Nell’ambito della giustizia minorile (civile e) penale, la mediazione sociale riveste un ruolo importante, intervenendo in quei contesti che difficilmente vengono raggiunti dagli operatori istituzionali. Il mediatore sociale si pone proprio in una relazione di ascolto e incontro delle famiglie, degli ambienti di origine e dei modelli educativi e culturali del minore, di modo da proporsi come ponte tra loro e le istituzioni, in particolare il servizio sociale.  L’attività di mediazione sociale è orientata a stimolare la partecipazione attiva di diverse categorie e contesti –  a partire dai singoli e dai gruppi sociali di appartenenza, fino alle realtà locali e territoriali dei contesti di vita dei ragazzi – nella gestione delle tematiche conflittuali e delle criticità che possono insorgere tra i diversi attori del territorio. Molto spesso gli interventi vengono posti sulla comunità di appartenenza (fuori dalle strutture tipiche dei Servizi della Giustizia minorile), raggiungendo quelle realtà esterne maggiormente marginali e non conosciute dagli operatori tradizionali e istituzionali.

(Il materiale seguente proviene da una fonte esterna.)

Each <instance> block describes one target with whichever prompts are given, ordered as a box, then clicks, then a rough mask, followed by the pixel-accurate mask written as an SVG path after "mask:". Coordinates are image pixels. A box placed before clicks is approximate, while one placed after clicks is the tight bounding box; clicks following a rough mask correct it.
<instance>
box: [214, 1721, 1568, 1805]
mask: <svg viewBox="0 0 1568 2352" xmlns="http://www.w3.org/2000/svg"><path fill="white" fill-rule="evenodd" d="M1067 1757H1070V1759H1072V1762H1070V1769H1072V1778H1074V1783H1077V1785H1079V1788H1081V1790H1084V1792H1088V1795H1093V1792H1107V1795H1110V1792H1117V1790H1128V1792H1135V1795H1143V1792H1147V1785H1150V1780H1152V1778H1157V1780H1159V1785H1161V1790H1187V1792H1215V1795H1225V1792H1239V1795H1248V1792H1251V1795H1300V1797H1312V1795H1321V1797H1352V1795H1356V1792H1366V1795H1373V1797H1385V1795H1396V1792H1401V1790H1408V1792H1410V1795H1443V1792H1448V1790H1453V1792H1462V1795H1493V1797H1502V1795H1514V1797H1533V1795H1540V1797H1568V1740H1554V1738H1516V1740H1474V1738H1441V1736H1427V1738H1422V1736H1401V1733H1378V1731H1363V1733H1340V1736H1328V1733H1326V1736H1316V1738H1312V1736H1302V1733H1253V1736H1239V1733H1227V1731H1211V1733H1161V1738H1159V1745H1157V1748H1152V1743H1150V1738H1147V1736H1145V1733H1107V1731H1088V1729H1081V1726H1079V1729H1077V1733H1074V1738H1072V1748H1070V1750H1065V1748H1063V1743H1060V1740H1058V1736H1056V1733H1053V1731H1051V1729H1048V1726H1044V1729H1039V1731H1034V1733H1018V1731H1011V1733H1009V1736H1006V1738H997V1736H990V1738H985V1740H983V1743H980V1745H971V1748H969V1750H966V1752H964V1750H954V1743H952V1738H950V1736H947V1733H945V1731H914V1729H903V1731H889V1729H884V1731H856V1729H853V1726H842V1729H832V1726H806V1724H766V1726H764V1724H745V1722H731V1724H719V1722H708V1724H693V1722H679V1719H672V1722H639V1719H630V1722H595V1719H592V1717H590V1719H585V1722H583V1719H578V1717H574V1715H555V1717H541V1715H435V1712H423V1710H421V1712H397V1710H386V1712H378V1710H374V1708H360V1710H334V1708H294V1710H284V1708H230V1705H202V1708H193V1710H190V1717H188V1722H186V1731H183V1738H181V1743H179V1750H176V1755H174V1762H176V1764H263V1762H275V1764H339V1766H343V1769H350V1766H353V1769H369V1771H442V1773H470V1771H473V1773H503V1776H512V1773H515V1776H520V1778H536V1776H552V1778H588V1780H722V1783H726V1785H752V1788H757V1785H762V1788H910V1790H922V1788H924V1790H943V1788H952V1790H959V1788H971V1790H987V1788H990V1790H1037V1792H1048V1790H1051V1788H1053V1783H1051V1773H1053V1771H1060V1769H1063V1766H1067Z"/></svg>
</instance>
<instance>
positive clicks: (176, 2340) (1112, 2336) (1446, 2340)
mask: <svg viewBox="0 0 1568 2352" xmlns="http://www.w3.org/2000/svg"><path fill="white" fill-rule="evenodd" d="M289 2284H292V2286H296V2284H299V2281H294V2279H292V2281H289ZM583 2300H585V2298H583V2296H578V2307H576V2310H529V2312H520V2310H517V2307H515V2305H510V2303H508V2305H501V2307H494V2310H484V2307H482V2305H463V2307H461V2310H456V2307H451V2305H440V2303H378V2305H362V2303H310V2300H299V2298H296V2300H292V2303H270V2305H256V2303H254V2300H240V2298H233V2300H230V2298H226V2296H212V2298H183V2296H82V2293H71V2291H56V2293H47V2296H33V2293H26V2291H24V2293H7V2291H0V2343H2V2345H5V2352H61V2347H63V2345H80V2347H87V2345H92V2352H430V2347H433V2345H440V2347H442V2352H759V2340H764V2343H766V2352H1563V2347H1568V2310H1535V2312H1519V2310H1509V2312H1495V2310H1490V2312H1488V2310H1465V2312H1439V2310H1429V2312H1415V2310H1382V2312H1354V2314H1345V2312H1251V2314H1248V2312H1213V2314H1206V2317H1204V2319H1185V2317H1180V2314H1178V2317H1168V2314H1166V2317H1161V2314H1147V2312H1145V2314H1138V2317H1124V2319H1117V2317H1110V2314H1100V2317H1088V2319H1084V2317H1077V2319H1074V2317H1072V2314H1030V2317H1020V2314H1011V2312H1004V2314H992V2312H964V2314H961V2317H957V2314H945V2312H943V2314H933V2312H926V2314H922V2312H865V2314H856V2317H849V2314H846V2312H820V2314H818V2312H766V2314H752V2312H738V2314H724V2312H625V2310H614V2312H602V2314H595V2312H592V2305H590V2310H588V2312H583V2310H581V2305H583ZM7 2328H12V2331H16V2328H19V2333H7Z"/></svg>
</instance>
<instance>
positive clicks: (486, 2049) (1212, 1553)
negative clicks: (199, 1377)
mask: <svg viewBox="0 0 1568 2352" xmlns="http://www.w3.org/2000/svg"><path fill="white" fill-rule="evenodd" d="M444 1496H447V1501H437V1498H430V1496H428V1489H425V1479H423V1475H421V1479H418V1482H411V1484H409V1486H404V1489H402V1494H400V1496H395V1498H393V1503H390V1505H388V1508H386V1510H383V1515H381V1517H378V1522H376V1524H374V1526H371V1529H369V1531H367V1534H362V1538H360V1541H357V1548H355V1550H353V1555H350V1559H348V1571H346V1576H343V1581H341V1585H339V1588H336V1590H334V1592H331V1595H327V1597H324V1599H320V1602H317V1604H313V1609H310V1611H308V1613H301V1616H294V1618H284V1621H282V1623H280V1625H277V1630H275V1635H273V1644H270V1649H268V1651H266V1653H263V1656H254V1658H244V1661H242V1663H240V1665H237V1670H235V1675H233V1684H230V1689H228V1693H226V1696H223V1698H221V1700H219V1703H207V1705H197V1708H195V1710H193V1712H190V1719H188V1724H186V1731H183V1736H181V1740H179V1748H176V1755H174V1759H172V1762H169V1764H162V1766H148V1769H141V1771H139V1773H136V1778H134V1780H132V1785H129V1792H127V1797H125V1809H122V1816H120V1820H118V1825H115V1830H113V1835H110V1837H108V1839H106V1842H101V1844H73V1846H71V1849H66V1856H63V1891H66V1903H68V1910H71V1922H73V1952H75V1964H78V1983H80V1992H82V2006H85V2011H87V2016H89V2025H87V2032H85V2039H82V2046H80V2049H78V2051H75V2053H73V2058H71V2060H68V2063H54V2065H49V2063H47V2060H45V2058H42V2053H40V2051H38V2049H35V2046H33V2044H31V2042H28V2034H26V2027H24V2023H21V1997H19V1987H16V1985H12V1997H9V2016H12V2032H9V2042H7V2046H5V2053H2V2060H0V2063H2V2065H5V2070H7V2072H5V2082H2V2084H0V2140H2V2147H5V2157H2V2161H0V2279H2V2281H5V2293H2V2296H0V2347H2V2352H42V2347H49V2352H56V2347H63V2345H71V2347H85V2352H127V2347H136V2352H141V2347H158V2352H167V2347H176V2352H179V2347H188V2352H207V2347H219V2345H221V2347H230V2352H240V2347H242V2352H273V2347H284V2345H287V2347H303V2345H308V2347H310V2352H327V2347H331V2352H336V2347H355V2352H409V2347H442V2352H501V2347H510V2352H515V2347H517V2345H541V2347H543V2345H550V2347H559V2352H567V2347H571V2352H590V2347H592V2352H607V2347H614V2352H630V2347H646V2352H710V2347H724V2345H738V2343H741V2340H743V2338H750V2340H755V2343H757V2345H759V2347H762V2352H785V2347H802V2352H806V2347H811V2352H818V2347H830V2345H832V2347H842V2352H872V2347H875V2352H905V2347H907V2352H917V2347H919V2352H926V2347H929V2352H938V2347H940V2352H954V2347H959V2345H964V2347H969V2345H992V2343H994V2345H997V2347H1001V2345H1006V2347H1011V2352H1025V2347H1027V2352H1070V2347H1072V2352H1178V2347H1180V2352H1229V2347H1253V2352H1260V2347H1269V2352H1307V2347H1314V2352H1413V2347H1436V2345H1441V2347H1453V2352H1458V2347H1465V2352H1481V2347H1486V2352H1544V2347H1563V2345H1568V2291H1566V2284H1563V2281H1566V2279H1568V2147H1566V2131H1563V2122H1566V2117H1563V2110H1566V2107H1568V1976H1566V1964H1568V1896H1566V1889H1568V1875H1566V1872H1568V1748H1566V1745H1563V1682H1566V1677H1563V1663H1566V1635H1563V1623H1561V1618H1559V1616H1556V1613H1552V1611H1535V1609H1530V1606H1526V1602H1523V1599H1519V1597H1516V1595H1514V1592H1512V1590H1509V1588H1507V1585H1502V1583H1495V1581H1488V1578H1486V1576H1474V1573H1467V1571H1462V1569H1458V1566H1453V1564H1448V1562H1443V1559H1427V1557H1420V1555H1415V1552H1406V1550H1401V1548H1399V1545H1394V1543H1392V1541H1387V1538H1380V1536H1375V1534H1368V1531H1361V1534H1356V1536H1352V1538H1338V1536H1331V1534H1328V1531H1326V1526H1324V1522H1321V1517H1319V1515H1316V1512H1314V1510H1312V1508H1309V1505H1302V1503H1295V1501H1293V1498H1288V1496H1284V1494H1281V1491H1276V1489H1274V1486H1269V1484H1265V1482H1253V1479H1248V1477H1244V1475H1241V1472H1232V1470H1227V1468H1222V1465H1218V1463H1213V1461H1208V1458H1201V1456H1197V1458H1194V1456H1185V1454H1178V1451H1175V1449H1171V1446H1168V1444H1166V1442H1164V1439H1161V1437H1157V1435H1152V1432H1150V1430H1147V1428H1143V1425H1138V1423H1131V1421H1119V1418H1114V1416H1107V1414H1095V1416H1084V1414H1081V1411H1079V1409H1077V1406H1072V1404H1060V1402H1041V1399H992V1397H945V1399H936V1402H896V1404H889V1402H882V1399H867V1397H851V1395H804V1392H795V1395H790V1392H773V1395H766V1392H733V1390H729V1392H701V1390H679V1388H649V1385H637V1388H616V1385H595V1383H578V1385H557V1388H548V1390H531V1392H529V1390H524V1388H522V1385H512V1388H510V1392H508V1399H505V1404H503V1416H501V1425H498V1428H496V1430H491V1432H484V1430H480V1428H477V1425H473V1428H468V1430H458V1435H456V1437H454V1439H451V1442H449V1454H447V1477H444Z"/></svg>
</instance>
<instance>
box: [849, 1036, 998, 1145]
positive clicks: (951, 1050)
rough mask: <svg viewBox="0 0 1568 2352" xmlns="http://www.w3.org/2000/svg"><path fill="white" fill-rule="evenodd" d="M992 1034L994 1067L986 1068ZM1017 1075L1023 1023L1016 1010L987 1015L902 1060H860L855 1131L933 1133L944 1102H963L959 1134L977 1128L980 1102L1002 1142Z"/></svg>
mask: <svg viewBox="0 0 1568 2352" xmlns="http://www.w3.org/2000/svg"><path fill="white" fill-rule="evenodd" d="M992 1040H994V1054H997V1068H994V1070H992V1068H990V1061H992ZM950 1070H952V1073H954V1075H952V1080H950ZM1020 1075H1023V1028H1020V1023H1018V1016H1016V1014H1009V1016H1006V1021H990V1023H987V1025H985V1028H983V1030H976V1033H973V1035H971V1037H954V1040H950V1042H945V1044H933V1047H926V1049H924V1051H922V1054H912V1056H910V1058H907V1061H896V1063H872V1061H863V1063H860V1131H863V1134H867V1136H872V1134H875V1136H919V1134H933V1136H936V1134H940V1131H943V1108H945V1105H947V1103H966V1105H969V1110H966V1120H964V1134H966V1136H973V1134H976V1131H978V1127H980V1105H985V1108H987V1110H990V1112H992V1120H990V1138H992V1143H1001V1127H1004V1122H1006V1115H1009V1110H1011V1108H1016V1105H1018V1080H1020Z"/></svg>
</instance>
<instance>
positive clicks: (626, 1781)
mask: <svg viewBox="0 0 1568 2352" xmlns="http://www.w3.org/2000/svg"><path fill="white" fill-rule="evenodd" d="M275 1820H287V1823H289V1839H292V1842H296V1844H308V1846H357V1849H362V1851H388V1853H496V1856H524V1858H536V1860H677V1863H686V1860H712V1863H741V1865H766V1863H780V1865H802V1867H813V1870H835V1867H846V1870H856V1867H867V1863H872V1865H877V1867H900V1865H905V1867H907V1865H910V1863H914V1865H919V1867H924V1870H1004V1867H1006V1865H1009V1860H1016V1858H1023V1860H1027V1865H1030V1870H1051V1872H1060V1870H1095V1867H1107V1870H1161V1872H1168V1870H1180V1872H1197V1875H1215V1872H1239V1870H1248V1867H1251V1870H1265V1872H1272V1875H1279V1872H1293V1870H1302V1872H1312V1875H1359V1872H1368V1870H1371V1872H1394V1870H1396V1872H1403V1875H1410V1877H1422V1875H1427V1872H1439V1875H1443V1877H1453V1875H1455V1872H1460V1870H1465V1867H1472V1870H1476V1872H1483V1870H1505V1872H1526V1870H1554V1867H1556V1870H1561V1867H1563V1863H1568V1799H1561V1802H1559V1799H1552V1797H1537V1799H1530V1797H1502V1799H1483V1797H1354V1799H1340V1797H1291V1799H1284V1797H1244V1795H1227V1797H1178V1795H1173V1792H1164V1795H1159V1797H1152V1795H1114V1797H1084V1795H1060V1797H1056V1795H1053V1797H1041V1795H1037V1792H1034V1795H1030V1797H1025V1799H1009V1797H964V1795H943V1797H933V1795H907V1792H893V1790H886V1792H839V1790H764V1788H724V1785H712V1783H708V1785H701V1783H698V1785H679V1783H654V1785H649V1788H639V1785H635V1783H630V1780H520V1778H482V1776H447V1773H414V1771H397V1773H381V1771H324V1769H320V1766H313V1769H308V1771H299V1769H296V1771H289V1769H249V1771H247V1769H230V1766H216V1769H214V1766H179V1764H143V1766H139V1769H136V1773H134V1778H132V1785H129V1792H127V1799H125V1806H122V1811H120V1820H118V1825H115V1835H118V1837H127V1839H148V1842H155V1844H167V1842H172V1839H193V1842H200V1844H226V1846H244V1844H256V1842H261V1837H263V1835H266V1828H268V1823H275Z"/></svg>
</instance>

Un ruolo essenziale svolto dal mediatore sociale è pertanto proprio quello di far cadere la diffidenza reciproca e rafforzare la relazione minore-famiglia-servizio sociale, che è necessaria al fine di qualsivoglia progettualità e che infatti è stata posta alla base della nuova giustizia minorile.
È in tale contesto che l’associazione ha proposto lo strumento dei permessi premio per i minori i cui genitori – senza permesso di soggiorno – hanno paura a recarsi in visita all’Ipm, facendo sorgere in loro l’idea di essere stati abbandonati dalla famiglia; il costante aggiornamento delle condizioni dei minori e dei genitori dove vi sia difficoltà ad incontrarsi; la spiegazione degli istituti processuali; la decifrazione del ruolo del servizio sociale.
In definitiva, la mediazione sociale sta inserendo nel nostro sistema minorile un nuovo paradigma in cui sono le istituzioni ad avvicinarsi all’ambiente sociale, culturale ed educativo del minore imputato o condannato, di modo da inaugurare una nuova relazione che possa portare a progettualità veramente calzanti sulle peculiarità del minore e della sua famiglia e finalmente riconosciute ed accettate da tutti i soggetti ai quali le stesse si riferiscono.  Un approccio olistico che sappia interagire con il contesto sociale di riferimento del minore per garantire il suo migliore interesse nel cammino del percorso evolutivo.